Politics

Ominous signs for Trump and other commentary

2020 watch: Three Ominous Signs for Trump

Three big developments last week could hurt President Trump’s re-election chances, warns Bloomberg’s Joshua Green. The president’s reluctance on gun control in the aftermath of mass shootings could “exacerbate collapsing Republican support” in the suburbs. Then there are his tariffs. He “owes much of his electoral victory to his strength in farm states,” but many there are reeling from Chinese retaliation. Finally, Trump vowed to “foster a Rust Belt renaissance,” but his Chinese talks have “backfired”: Beijing’s move to weaken its currency will “reduce Chinese demand for US goods and impose further economic stress on states Trump needs to help.” In short, Trump has alienated “farmers, suburbanites and Upper Midwest voters” — three crucial groups he needs to win.

Culture critic: The Wrong Film for Our Times

Madeline Fry at The Washington Examiner finds it hard to “imagine a worse film for our current political climate” than “The Hunt,” which “pits liberals and conservatives against each other in a violent, ‘Hunger Games’-esque encounter.” The film’s release was indefinitely canceled after the El Paso and Dayton shootings as well as criticism by President Trump and some of his supporters. True, it’s not the “anti-GOP screed” the Trump folks think it is, and it wouldn’t be “a major contributor to gun violence.” And if those are the reason its opening was canceled, Universal should “release the film later.” Still, it’s unlikely the film’s “brand of satire would really end up with any positive results.” And frankly, asks Fry, is this “really the film we need right now?”

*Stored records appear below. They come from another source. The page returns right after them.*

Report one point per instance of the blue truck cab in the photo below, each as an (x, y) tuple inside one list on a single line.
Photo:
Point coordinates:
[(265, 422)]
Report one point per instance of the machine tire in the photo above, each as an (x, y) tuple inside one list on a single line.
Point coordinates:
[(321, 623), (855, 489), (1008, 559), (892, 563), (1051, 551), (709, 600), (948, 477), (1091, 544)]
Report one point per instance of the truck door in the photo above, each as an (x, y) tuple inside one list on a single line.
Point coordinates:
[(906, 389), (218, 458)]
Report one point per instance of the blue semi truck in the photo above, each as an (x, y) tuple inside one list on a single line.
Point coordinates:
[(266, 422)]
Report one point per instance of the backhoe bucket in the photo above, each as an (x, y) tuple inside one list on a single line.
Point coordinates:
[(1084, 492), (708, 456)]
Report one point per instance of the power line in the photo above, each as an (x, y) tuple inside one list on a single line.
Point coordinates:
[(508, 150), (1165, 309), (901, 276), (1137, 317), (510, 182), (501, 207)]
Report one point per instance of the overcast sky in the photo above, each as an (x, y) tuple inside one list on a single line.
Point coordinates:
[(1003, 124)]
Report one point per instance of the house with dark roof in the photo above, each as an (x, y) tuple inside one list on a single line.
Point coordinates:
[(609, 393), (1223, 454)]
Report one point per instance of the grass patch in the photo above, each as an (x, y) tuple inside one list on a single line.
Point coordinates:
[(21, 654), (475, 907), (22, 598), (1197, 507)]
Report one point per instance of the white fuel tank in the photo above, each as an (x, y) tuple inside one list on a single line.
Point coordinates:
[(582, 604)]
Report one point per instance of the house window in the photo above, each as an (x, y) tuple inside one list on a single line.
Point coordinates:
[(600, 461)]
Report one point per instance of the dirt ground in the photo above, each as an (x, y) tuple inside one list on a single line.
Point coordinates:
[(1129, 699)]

Conservative: Epstein Got the Demise He Deserved

The terror Jeffrey Epstein must have felt in his final hours on earth was “a punishment more brutal than any justice system can give out,” observes The Federalist’s David Marcus. When a federal judge denied him bail, “he had no more calls to make, no more chips to cash in, no way off the hook.” Thus there was “a poetic justice to Epstein’s demise, notwithstanding the frustration of losing whatever secrets were stored in his demented mind.” After all, “this was a man who imprisoned young girls and made them feel powerless, who convinced them that they could not fight back. But, suddenly, he was the prisoner; suddenly, he was the one with no means to fight back.” Marcus concludes: “We can take some measure of comfort that in those final moments of his life, he was made to see the monster he was, that he looked, perhaps for the first time, into a mirror in his mind that could no longer hide his evil blemishes.”

Neocon: Anti-Israel ABCs at Cali Schools

At The Washington Free Beacon, Adam Kredo reports that “the California Department of Education is facing backlash after permitting a host of anti-Israel activists to build a statewide educational curriculum that demonizes the Jewish state.” The new lessons — which frame Israel as part of “interlocking systems of oppression” and endorse the campaign to boycott the Jewish state — are “the result of an effort by several leading educators who have expressed both anti-Israel and anti-Semitic viewpoints.” Among these is Samia Shoman, a Palestinian-American teacher in San Mateo whose “lesson plans on Palestinian history have been featured as a teaching tool by the Qatar Foundation International.” As one activist told Kredo, “this is an attempt to make anti-Semitism institutional.”

Parent activist: Schools Railroad Gender-Confused Kids

In April 2016, Jay Keck’s daughter, then 14, resolved that she was boy. As he recounts in USA Today, “in my attempt to help her, her public school undermined me every step of the way.” The girl, who is on the autism spectrum, had exhibited no discomfort with her biological sex until she was approached by a classmate “who had recently come out at school as transgender.” Thereafter, the school only “affirmed her,” by “referring to her with her new name,” by “using male pronouns” and “giving her access to a gender neutral restroom”—all over the Kecks’ objections. Four years later, the girl “is more convinced than ever that she is a boy, and that testosterone may be necessary for her to become her authentic self.”